体校贴吧炸了锅。有人在帖子里把处分文件拍照发了上来,文件编号、落款日期、处分事由赫然在目——郭辉、赵彪,记大过,留校察看;原教练调离岗位,去了后勤管器材。帖子下面几十条回复,最开始是几个人谨慎地打问号,带着惯性恐惧,不敢置信地反复确认消息是否属实。然后有人把文件的图片放大,逐字逐句念了一遍,确认了处分事由里写着“长期霸凌同学”,用的是“长期”而不是“多次”,用的是“霸凌”而不是“打架”。这两个词的区别很大——打架是对等的,霸凌是不对等的;多次只是一连串孤立事件,长期是一个持续的状态和结构。确认的人把这段回复完,沉默了好一阵子,似乎还在为那些被长期抹去的霸凌经历做一个集体的深呼吸。然后才有人开始在下面刷屏:“大快人心”“终于有人管了”“我还以为郭辉永远没人敢动”“陈渡真的牛,忍了这么久”“拍视频的人是谁啊有人知道吗”“求视频的别求了,视频已发到纪委和体育局”。还有人说“郭辉连他爸捐的器材都保不住了”。

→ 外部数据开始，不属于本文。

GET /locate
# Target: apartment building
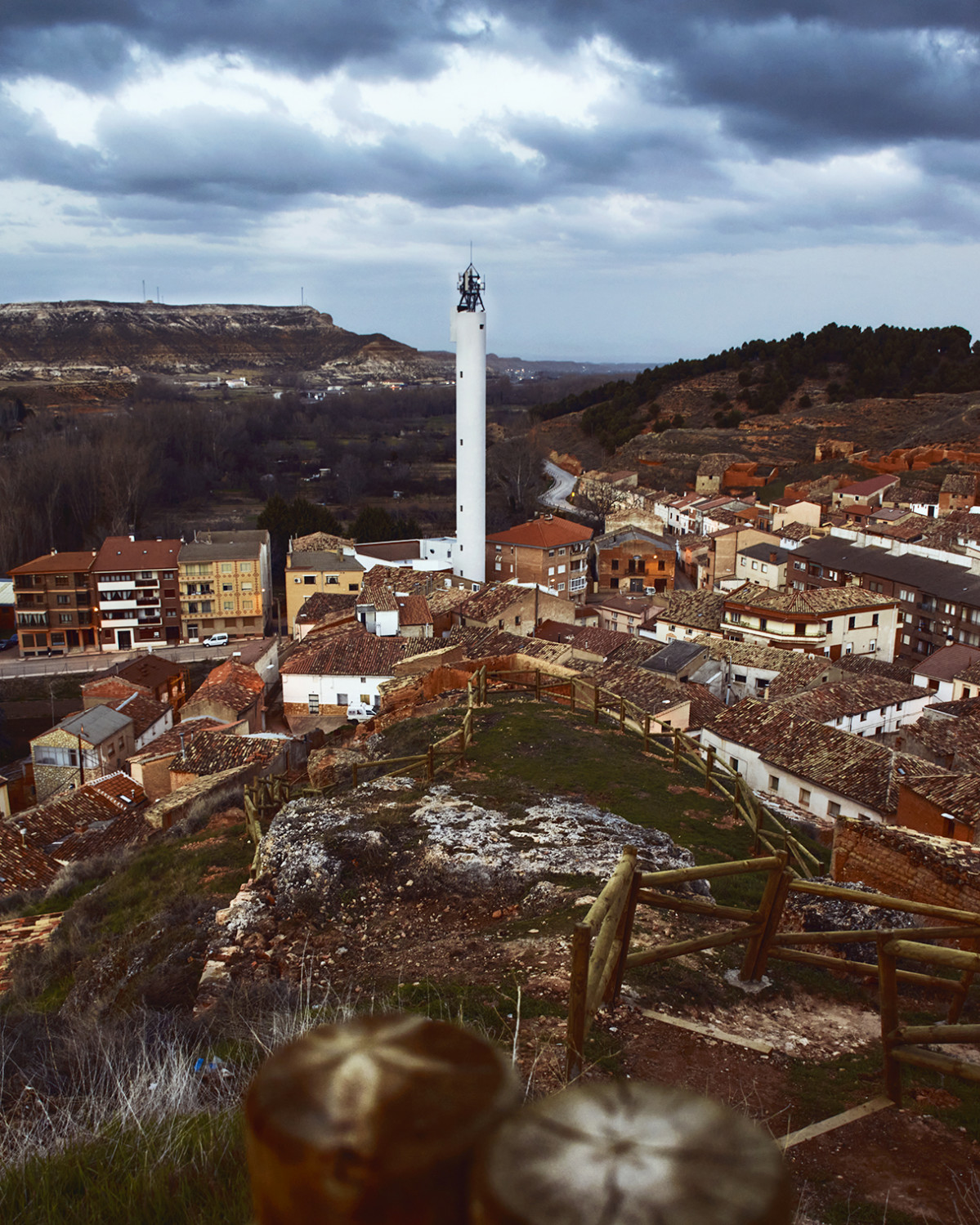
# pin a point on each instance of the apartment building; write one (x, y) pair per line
(549, 552)
(136, 592)
(833, 621)
(938, 601)
(633, 560)
(54, 598)
(226, 584)
(311, 571)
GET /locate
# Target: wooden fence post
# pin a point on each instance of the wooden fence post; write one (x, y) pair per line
(960, 999)
(625, 930)
(773, 901)
(579, 987)
(888, 1009)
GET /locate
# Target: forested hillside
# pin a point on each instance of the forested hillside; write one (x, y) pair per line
(852, 363)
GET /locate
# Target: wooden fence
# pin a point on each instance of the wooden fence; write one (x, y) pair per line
(584, 696)
(597, 975)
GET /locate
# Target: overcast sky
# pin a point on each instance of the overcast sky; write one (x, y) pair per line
(641, 179)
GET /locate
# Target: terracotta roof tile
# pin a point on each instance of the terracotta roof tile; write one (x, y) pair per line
(322, 604)
(837, 761)
(56, 564)
(548, 532)
(215, 751)
(346, 653)
(24, 868)
(232, 684)
(857, 695)
(120, 552)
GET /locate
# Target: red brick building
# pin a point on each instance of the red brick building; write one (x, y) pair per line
(54, 599)
(633, 560)
(550, 552)
(137, 593)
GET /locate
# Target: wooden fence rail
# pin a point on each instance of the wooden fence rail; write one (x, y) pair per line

帖子被顶到了贴吧首页,热度挤进了当日排行榜。连食堂打饭群都在转发处分文件的截图——阿姨们不看贴吧,但打菜的那个窗口总有人举着手机说“阿姨你看这个”,阿姨看了一眼,说了句“是该管管了”。周屿在便利店里刷到了这篇帖子,他坐在收银台后面,把每一条回复都细细看完了,把每一个惊叹号都收进心里。然后把手机放下继续煮关东煮。今天多放了两块萝卜。他把鱼豆腐又多拨了拨,让它们浸在汤里最深的位置。小叔在旁边瞥了他一眼,没问为什么。店里没什么人,除了那个卖牛奶的老人还没来,整条后街都在下一场雨后比平时安静。

但事情并没有就此结束。

郭辉的父亲在体校捐过器材,这件事没有因为一次处分就彻底翻篇。处分下来的当天下午,他坐在副校长办公室里,西装革履,手里夹着一只公文包。对面的人正是当年和他在捐赠仪式上握过手、合过影的副校长。副校长亲自给他倒了杯茶,说“老郭你先别急”。郭辉的父亲把处分文件往桌上一拍,纸张在实木桌面上滑了小半寸。“急什么急?几十万不是捐给你们这样的人拿我儿子的前途当踏板的!我当初明明白白问过你们:‘给小辉的政策能不能保留到毕业?’你们说能——”

“老郭——”副校长打断他,斟酌着每一个字,“这回不是被同校的人举报的。是被省体育局督查办直接下了函要求限期出具正式调查结论,而且关键证据直接被捅给了省局和纪委,我们校内根本没审,没来得及审就被外调干预了。你也听说了——视频是拍了发上去的,伤情有照片存档,都有时间戳。这个案子被往上提了一级,我这边拦不住。”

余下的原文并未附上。